- Genre: Science
- Language: English

Cast and voices
- Hosted by: Alie Ward

Music
- Theme music composed by: Nick Thorburn

Publication
- Original release: 2017–present
- Updates: Weekly

Related
- Website: www.alieward.com/ologies

= Ologies (podcast) =

Science podcast

Ologies with Alie Ward, also known as Ologies, is a weekly science podcast hosted by Alie Ward. Each episode, Ward interviews an expert from a distinct scientific field (somnology, bryology, philematology, etc.). Ologies is usually one of the top three science podcasts on Apple Podcasts. It is often cited by university newspapers and blogs as an example of how to make science communication more accessible and interesting.

When recording the episodes, Ward aims to avoid "expert sound bites" in favor of a more conversational tone, and she cuts in segments to explain concepts that her guests introduce.

==History==
Ward first had the idea for the podcast in 2002. Further inspiration built when a visit to the Natural History Museum of Los Angeles County in 2013 led into a weekly volunteer shift and a career change into science communications for Ward. After building a following on Patreon, Ward launched Ologies in 2017. By February 2021, Ologies released more than 130 episodes and acquired more than 50 million downloads.

In July 2021, Ologies began releasing shortened versions of classic episodes called "Smologies." Edited specifically for classrooms, Smologies episodes run roughly 20 minutes, and do not have profanity.

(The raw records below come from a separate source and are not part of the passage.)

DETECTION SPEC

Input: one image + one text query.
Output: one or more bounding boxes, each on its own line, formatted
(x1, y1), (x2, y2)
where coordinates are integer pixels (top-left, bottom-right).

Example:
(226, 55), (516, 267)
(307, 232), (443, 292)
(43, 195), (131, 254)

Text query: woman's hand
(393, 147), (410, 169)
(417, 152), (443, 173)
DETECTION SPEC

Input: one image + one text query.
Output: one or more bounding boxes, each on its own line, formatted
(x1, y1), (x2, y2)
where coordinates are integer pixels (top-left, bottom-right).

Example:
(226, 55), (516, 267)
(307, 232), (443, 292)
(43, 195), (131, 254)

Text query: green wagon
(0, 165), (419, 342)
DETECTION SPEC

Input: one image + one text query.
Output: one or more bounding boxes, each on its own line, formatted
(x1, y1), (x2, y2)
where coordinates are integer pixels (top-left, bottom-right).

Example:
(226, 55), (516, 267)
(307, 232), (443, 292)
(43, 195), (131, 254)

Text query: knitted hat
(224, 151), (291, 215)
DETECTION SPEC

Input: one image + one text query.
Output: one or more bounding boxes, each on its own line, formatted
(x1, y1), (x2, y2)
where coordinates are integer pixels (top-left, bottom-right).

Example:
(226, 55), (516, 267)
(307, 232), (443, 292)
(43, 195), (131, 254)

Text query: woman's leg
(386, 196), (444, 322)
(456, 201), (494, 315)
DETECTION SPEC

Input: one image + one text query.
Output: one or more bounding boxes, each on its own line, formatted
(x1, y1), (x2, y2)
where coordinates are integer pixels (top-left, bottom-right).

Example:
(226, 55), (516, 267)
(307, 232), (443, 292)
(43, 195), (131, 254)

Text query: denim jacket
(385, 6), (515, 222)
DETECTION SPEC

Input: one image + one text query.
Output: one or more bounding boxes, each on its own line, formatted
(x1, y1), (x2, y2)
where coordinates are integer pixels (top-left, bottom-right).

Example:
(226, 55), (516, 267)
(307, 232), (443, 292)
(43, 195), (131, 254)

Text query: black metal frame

== Awards and recognition ==

- 2019: Time Magazine named Ologies one of the 50 best podcasts of the year.
- 2022: the iHeartRadio Podcast Awards named Ologies “Best Science Podcast” and the Webby Awards honored Ward “Best Podcast Host.”
- 2023: awarded People's Voice Winner for Science & Education, Individual Episodes at the Webby Awards and named one of Town & Country's top 23 podcasts of 2023.
- 2024: won Best Science & Technology Podcast at The Shorty Awards and was listed under "Best Science Podcasts" in Wireds list of 60 best podcasts of 2024.
- 2025: the iHeartRadio Podcast Awards named Ologies “Best Science Podcast” and Time Magazine honored Ologies as one of "The 100 Best Podcasts of All Time."
- 2026: named the People's Voice Winner for the Webby Awards in the category of Science & Education.